La situazione in Italia

Il primo accenno normativo alla disconnessione nel nostro Paese risale alla legge 81 del 2017 che regola il lavoro agile, quando all’articolo 19 segnala che l’accordo tra il lavoratore e l’azienda deve prevedere anche “i tempi di riposo del lavoratore nonché le misure tecniche e organizzative necessarie per assicurare la disconnessione del lavoratore dalle strumentazioni tecnologiche di lavoro”. Secondo l’articolo 2 del Decreto Legge 30/2021: “I lavoratori hanno «il diritto alla disconnessione dalle strumentazioni tecnologiche e dalle piattaforme informatiche, nel rispetto degli eventuali accordi sottoscritti dalle parti e fatti salvi eventuali periodi di reperibilità concordati. L’esercizio del diritto alla disconnessione, necessario per tutelare i tempi di riposo e la salute del lavoratore, non può avere ripercussioni sul rapporto di lavoro o sui trattamenti retributivi». Il legislatore ha inoltre precisato l’applicazione nel Decreto Legge 30/2021 ad ogni realtà aziendale, indipendentemente dalla mansione, dal settore produttivo o da qualsiasi altro fattore: in Italia si tratta di un diritto, dunque.

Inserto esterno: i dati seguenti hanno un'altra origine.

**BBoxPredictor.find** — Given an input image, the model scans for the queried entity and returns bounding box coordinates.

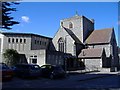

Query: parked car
[0,63,13,81]
[14,64,41,78]
[41,65,66,79]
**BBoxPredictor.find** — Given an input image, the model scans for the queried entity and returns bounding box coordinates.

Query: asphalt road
[2,74,120,90]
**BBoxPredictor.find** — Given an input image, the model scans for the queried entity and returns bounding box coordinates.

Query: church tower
[60,13,94,43]
[52,13,94,56]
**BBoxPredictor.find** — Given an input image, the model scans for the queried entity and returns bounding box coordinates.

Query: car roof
[16,63,39,66]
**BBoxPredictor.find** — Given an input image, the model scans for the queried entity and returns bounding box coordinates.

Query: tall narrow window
[69,22,73,28]
[12,38,14,43]
[24,39,26,43]
[8,38,10,43]
[20,39,22,43]
[58,38,64,52]
[16,38,18,43]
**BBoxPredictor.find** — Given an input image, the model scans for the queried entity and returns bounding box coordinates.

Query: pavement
[67,70,119,81]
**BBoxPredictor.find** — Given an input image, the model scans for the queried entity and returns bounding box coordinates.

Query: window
[24,39,26,43]
[12,38,14,43]
[69,22,73,28]
[32,59,37,64]
[8,38,10,43]
[73,45,76,56]
[37,41,39,44]
[40,41,41,45]
[61,22,63,26]
[58,38,64,52]
[20,39,22,43]
[35,40,36,44]
[45,42,46,46]
[16,39,18,43]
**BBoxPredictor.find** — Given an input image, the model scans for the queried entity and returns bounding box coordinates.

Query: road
[2,74,120,90]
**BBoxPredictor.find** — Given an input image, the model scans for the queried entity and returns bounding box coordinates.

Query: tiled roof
[85,28,113,44]
[0,32,52,39]
[63,27,82,44]
[78,48,103,58]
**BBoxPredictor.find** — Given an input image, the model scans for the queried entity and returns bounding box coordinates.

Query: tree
[0,2,19,30]
[3,49,20,66]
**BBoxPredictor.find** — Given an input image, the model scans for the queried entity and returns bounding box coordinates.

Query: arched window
[69,22,73,28]
[58,38,64,52]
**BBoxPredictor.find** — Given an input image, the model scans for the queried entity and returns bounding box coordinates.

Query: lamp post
[65,35,69,71]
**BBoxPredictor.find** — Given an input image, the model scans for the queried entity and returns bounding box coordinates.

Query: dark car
[14,64,41,78]
[0,63,13,81]
[41,65,66,79]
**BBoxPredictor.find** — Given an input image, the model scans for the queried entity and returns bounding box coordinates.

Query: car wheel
[50,74,54,79]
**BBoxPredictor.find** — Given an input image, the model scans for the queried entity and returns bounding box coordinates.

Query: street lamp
[65,35,69,71]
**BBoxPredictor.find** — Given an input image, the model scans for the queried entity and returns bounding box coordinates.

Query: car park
[14,64,41,78]
[0,63,13,81]
[41,65,66,79]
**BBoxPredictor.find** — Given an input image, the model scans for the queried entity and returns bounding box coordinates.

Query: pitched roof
[0,32,52,39]
[85,28,113,44]
[78,48,103,58]
[63,27,82,44]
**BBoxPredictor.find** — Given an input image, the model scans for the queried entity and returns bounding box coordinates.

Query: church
[0,14,119,72]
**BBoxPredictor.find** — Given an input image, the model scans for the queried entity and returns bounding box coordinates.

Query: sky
[3,2,120,45]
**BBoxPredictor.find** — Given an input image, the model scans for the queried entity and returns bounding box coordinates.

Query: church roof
[0,32,52,39]
[85,28,113,44]
[63,27,82,44]
[78,48,103,59]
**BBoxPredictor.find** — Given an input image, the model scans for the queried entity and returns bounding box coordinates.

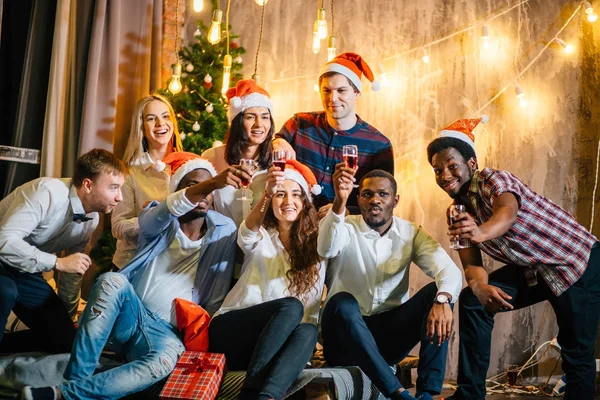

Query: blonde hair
[123,93,183,166]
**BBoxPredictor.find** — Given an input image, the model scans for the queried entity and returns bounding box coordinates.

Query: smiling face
[271,179,304,225]
[358,177,399,233]
[177,168,213,218]
[142,100,174,150]
[319,74,360,120]
[82,172,125,214]
[242,107,271,145]
[431,147,477,199]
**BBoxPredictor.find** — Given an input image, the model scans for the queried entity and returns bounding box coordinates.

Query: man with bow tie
[0,149,127,353]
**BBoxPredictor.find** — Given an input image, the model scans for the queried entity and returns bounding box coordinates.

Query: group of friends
[0,53,600,400]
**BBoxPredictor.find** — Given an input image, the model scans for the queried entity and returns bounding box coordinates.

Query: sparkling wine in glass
[342,144,358,188]
[448,204,471,250]
[273,150,285,190]
[240,158,256,200]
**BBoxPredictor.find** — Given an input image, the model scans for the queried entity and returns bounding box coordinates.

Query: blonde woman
[112,94,183,269]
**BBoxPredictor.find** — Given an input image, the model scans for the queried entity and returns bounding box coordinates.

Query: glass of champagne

In Italia numerosi gruppi aziendali e grandi imprese, dai colossi bancari alle assicurazioni, dagli operatori telefonici alle società alimentari, hanno inserito nei loro contratti di lavoro il diritto alla disconnessione come frutto di una policy aziendale o di una contrattazione sindacale. Si è arrivati anche a precisare quali siano i momenti dedicati allo stop lavorativo coerentemente con l'orario di impiego, le festività e il riposo giornaliero o settimanale, le ferie o la malattia.

Situazione in Europa

Nel resto d’Europa uno dei primi Paesi a cercare di regolare tramite legge il diritto alla disconnessione è stata la Francia, che nel 2016 con la “Loi du travail” ha espressamente indicato alle aziende con più di 50 dipendenti che il dipendente ha il diritto a disconnettersi al di fuori dell’orario di lavoro, ovvero nel suo tempo libero. In altri Paesi, come la Germania, sono state invece le imprese più grandi e strutturate a regolare il fenomeno con accordi sindacali, come già nel 2010 Deutsche Telekom e Volkswagen. Il diritto alla disconnessione è fondamentale per garantire la produttiva e l’armonia nei team di lavoro.